NEW YORK — UPN may be changing leaders, but the netlet will stay with its strategy aimed at young urban viewers.
Lucie Salhany, who plans to leave as chairman as soon as a successor is named, on Tuesday unveiled the weblet’s schedule to advertisers at the American Museum of Natural History along with Michael Sullivan, UPN’s president of entertainment.
After remaking the weblet in past seasons, UPN this time around is sticking to twin strategies of scheduling largely ethnic sitcoms early in the week and keeping its sci-fi package of “The Sentinel” and “Star Trek: Voyager” from 8 to 10 p.m. on Wednesday. In midseason, a package of sci-fi telefilms and a few theatricals will begin airing on Thursday, a fourth night, although UPN execs declined to provide details.
“We will continue focusing on edgy programs geared toward the young viewer,” Salhany said.
On Mondays, UPN at 9 will add “Good News,” from MTM Prods., about an urban gospel minister, surrounded by the returning “In the House” at 8, “Malcolm & Eddie” at 8:30 and “Sparks” at 9:30.
On Tuesdays, UPN will drop drama “The Burning Zone” and program four sitcoms, with “Moesha” returning in a new timeslot at 8:30, followed by “Hitz,” from Paramount and MTV Prods., about a pair of A&R execs in the music business, and “Head Over Heels” (Columbia TriStar Television), about two brothers running a Florida video-dating service. “Clueless,” the first-year ABC series based on Paramount’s feature film, moves to UPN to lead off the night at 8. ABC did not pick up the series for a second season.
Aside from “Burning Zone,” the new entries will replace “Homeboys in Outer Space” and “Goode Behavior.”
Ad buyers said “Clueless” could be a hit for UPN, even with half its ABC rating, while opinion was divided on the Thursday movie.
Overall, the presentation was “less-focused than the WB’s,” said one, but UPN still enjoys a distribution and ratings advantage.
And they wondered whether UPN was squandering one of its top series, “Moesha,” by moving it from 8 to 8:30, making room for “Clueless.”
Salhany defended the move, noting “it’s very important to flow the audience into 9 o’clock.” Hammocking “Moesha” between “Clueless” and the new “Hitz” will, she hopes, offer a bridge of male viewers to the new series. “It’s about building a block, not just a show, and gives us a chance to expand our reach on the night.”
Par parent Viacom, the 50% owner of UPN, thus has two new series on UPN’s schedule, with “Clueless” and “Hitz.”
Backup series include “Ruby,” from Columbia TriStar, with David Faustino (“Married … With Children”) and the voice of Whoopi Goldberg as a puppet Hollywood star; “Macio,” from QDE, starring the standup comedian; and “Veronica’s Video,” from Big Ticket Television, with Corbin Bernsen in a father-son team running a video-rental store.

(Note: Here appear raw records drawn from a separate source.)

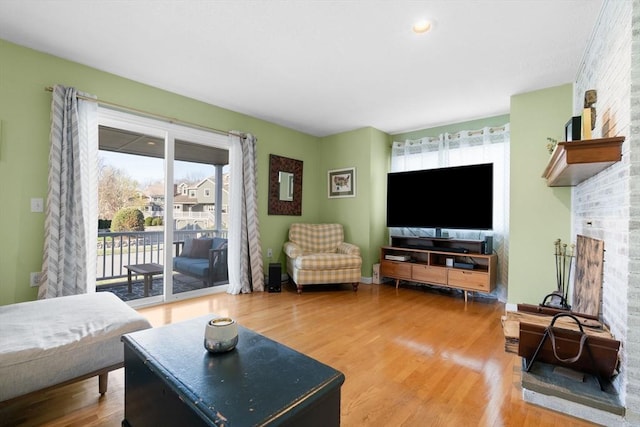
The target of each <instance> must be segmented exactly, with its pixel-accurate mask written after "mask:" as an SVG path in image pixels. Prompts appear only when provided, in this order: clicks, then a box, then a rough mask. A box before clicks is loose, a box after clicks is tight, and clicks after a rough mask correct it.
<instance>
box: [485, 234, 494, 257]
mask: <svg viewBox="0 0 640 427" xmlns="http://www.w3.org/2000/svg"><path fill="white" fill-rule="evenodd" d="M484 253H485V255H491V254H492V253H493V236H484Z"/></svg>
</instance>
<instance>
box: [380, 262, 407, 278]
mask: <svg viewBox="0 0 640 427" xmlns="http://www.w3.org/2000/svg"><path fill="white" fill-rule="evenodd" d="M380 276H382V277H392V278H394V279H411V264H409V263H407V262H393V261H383V262H381V263H380Z"/></svg>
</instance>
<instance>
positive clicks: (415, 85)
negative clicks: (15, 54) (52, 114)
mask: <svg viewBox="0 0 640 427" xmlns="http://www.w3.org/2000/svg"><path fill="white" fill-rule="evenodd" d="M602 3H603V0H493V1H490V0H441V1H405V0H396V1H393V0H388V1H382V0H342V1H340V0H315V1H310V0H289V1H276V0H262V1H259V0H255V1H247V0H208V1H205V0H182V1H177V0H129V1H123V0H119V1H116V0H102V1H97V0H0V38H2V39H5V40H8V41H11V42H14V43H17V44H20V45H23V46H27V47H31V48H33V49H36V50H38V51H42V52H47V53H50V54H53V55H56V56H59V57H62V58H66V59H69V60H72V61H75V62H79V63H82V64H85V65H89V66H91V67H95V68H98V69H100V70H104V71H108V72H111V73H113V74H116V75H119V76H123V77H126V78H129V79H132V80H135V81H139V82H143V83H146V84H148V85H151V86H156V87H159V88H162V89H166V90H168V91H171V92H175V93H178V94H182V95H185V96H188V97H191V98H195V99H198V100H201V101H204V102H207V103H210V104H214V105H218V106H221V107H224V108H228V109H230V110H233V111H237V112H241V113H245V114H248V115H250V116H254V117H258V118H261V119H264V120H267V121H270V122H274V123H277V124H280V125H283V126H287V127H290V128H293V129H297V130H300V131H302V132H306V133H309V134H312V135H316V136H326V135H331V134H334V133H338V132H343V131H348V130H353V129H357V128H361V127H365V126H372V127H375V128H377V129H379V130H382V131H384V132H387V133H391V134H393V133H399V132H403V131H409V130H415V129H422V128H428V127H434V126H439V125H443V124H450V123H456V122H461V121H466V120H472V119H477V118H483V117H489V116H493V115H499V114H507V113H508V112H509V102H510V97H511V96H512V95H514V94H518V93H523V92H528V91H532V90H536V89H541V88H546V87H551V86H555V85H559V84H564V83H569V82H573V81H574V79H575V76H576V73H577V71H578V68H579V66H580V62H581V59H582V56H583V53H584V51H585V48H586V45H587V41H588V39H589V37H590V35H591V32H592V29H593V27H594V24H595V22H596V19H597V17H598V14H599V12H600V8H601V6H602ZM419 18H428V19H430V20H431V21H432V22H433V29H432V31H430V32H429V33H426V34H423V35H416V34H414V33H412V31H411V25H412V24H413V22H414V21H415V20H416V19H419ZM0 59H1V58H0ZM60 83H64V82H60ZM78 89H80V90H83V88H82V87H79V88H78ZM103 97H104V98H105V100H108V99H107V98H108V97H107V96H106V95H104V94H103Z"/></svg>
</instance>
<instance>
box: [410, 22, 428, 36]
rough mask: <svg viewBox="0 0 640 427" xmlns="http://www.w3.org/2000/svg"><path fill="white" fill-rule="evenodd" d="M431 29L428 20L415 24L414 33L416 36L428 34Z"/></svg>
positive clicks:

UPN also said Tuesday that two-thirds of its roughly 105 primary affiliates have signed new pacts that will keep them broadcasting UPN programming until 2003 to 2005.
As reported, UPN is adding a one-hour weekday teen block, including Saban Entertainment’s “Sweet Valley High” and “Breaker High,” the latter about a high school on a cruise ship. A Sunday-morning block will program an hour each geared toward kid and teen audiences.
And UPN will enter the sports arena with a multiyear agreement to air the annual U.S. Open Professional Figure Skating Championships, beginning with four hours of coverage on Nov. 29 and 30.